The following is another interactive plotting function for histograms. It allows you to define threshholds on quality variables such as the count depth. The cells falling into different bins based on these cutoffs can then be visualised in an embedding.

In [22]:
ipl.thresholding_hist(adata, key='n_counts', categories=dict(cat_1=[0, 700], cat_2=[700, 1200]))

## Highlighting Differentially Expressed Genes

In [23]:
sc.tl.rank_genes_groups(adata, groupby='louvain')
ipl.highlight_de(adata, cell_keys='batch', legend_loc='top_right')

... storing 'batch' as categorical
Defaulting to column, but this will raise an ambiguity error in a future version
  xs, ys, ks = zip(*conv_hulls.groupby(key).apply(lambda df: list(map(list, (df['x'], df['y'], df[key])))))

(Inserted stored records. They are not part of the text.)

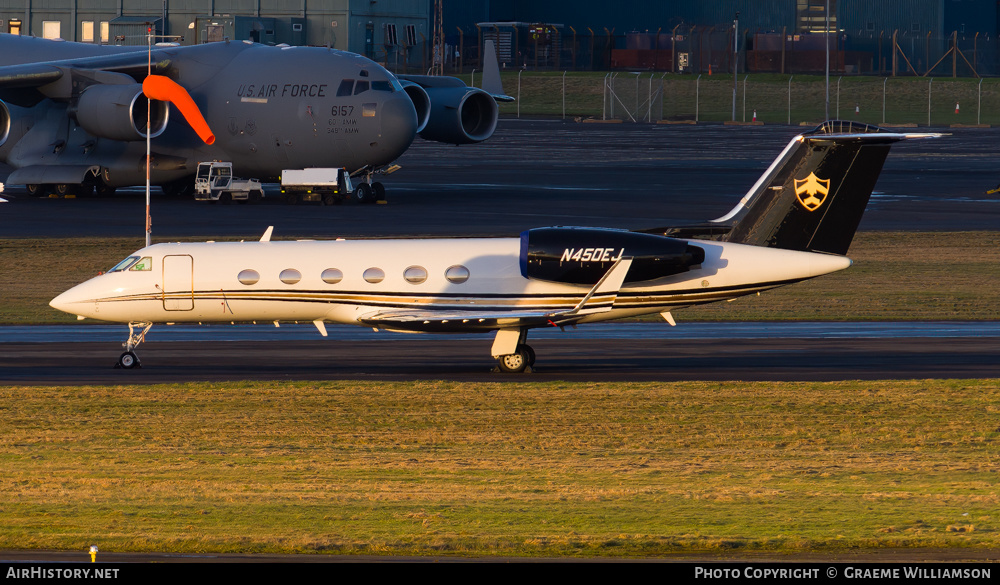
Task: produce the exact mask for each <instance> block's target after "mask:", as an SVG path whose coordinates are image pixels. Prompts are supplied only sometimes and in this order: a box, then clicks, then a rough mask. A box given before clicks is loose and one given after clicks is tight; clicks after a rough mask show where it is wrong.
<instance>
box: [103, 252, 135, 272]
mask: <svg viewBox="0 0 1000 585" xmlns="http://www.w3.org/2000/svg"><path fill="white" fill-rule="evenodd" d="M138 261H139V257H138V256H129V257H128V258H126V259H124V260H122V261H121V262H119V263H118V264H115V267H114V268H112V269H111V270H109V271H108V272H121V271H122V270H128V268H129V267H130V266H132V265H133V264H135V263H136V262H138Z"/></svg>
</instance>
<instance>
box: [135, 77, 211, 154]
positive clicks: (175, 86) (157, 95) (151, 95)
mask: <svg viewBox="0 0 1000 585" xmlns="http://www.w3.org/2000/svg"><path fill="white" fill-rule="evenodd" d="M142 93H144V94H146V97H148V98H149V99H153V100H160V101H161V102H171V103H172V104H174V105H175V106H177V109H178V110H180V111H181V115H183V116H184V119H185V120H187V122H188V124H190V125H191V128H193V129H194V131H195V132H197V133H198V136H199V137H200V138H201V139H202V140H204V141H205V144H213V143H214V142H215V134H212V129H211V128H209V127H208V122H206V121H205V117H204V116H202V115H201V110H199V109H198V105H197V104H195V103H194V100H193V99H191V95H190V94H188V92H187V90H185V89H184V88H183V87H181V86H180V85H177V84H176V83H175V82H174V81H173V80H172V79H170V78H169V77H164V76H162V75H148V76H146V79H145V80H143V82H142Z"/></svg>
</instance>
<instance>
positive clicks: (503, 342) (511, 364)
mask: <svg viewBox="0 0 1000 585" xmlns="http://www.w3.org/2000/svg"><path fill="white" fill-rule="evenodd" d="M527 339H528V330H527V329H501V330H499V331H497V336H496V339H495V340H494V341H493V357H495V358H496V359H497V368H498V369H499V370H500V371H501V372H506V373H509V374H517V373H521V372H524V373H528V374H530V373H531V371H532V368H534V366H535V350H533V349H531V346H530V345H528V344H527V343H525V341H527Z"/></svg>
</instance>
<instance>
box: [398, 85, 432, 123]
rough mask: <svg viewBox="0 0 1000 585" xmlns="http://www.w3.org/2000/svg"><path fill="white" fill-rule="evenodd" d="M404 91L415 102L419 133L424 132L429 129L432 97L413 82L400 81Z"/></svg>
mask: <svg viewBox="0 0 1000 585" xmlns="http://www.w3.org/2000/svg"><path fill="white" fill-rule="evenodd" d="M399 83H400V85H402V86H403V91H405V92H406V95H407V97H409V98H410V101H411V102H413V109H415V110H417V132H418V133H419V132H423V130H424V128H426V127H427V121H428V120H430V118H431V97H430V96H429V95H427V90H426V89H424V88H422V87H420V86H419V85H417V84H416V83H413V82H412V81H406V80H400V82H399Z"/></svg>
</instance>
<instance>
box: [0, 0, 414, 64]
mask: <svg viewBox="0 0 1000 585" xmlns="http://www.w3.org/2000/svg"><path fill="white" fill-rule="evenodd" d="M431 5H432V2H431V0H378V1H377V2H373V1H371V0H324V1H323V2H306V0H298V1H294V0H0V31H2V32H6V33H11V34H21V35H32V36H36V37H45V38H52V39H55V38H61V39H64V40H67V41H77V42H83V43H103V44H120V45H136V44H141V45H145V44H146V43H147V38H146V37H147V34H146V31H147V29H148V28H149V27H152V29H153V30H154V33H155V35H156V37H157V40H158V41H164V40H165V41H173V42H178V43H180V44H182V45H191V44H198V43H206V42H212V41H222V40H227V39H228V40H252V41H256V42H261V43H269V44H281V43H286V44H289V45H314V46H330V47H333V48H336V49H342V50H345V51H351V52H354V53H360V54H362V55H366V56H368V57H371V58H373V59H377V60H379V61H383V62H393V61H394V60H395V61H399V60H403V61H406V60H407V59H409V61H410V62H411V63H414V62H417V63H419V62H420V60H422V59H424V58H425V57H424V56H423V55H422V54H417V52H416V50H415V49H414V48H415V47H420V48H421V50H422V47H423V46H424V45H426V42H425V41H429V40H430V36H431V32H430V31H431V24H430V16H431Z"/></svg>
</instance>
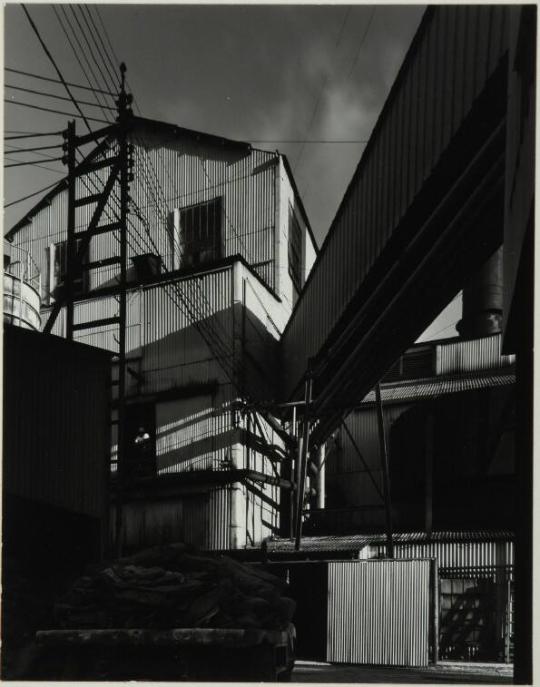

## Finding the Root Cell for DPT (Pseudotime Computation)

In [26]:
# when computing pseudotime (DPT), we have to choose a root cell. The following plotting function makes this 
# easy. Just zoom into the area where you would like to select the root cell and hover over the cells
# to see their indices.
sc.tl.diffmap(adata)
ipl.highlight_indices(adata, key='group', basis='diffmap', components=[1, 3])

In [32]:
# using the root cell spotted above, compute a DPT
adata.uns['iroot'] = 840
sc.tl.dpt(adata)

In [33]:
ipl.link_plot(adata, bases=['diffmap', 'umap'], components=[[1, 2], [1, 2]],
              genes=list(map(lambda r: r[0], adata.uns['rank_genes_groups']['names']))[:10],
              cutoff=True,
              key='louvain', distance='dpt', legend_loc='top_right')



IOPub data rate exceeded.
The notebook server will temporarily stop sending output
to the client in order to avoid crashing it.
To change this limit, set the config variable
`--NotebookApp.iopub_data_rate_limit`.


## Visualise Individual Gene Trends along Lineages

This plotting function is an easy way to visualise gene trends along paths. These paths correspond to differentiation trajectories and can be found by using PAGA or DPT with n_branchings>0. The following plotting function allows you to observe changes in gene expression of one path relative to another.

In [31]:
ipl.velocity_plot(adata,
                  genes=list(map(lambda r: r[0], adata.uns['rank_genes_groups']['names']))[:1],
                  paths=[['0', '1'], ['0', '2']])

IOPub data rate exceeded.
The notebook server will temporarily stop sending output
to the client in order to avoid crashing it.
To change this limit, set the config variable
`--NotebookApp.iopub_data_rate_limit`.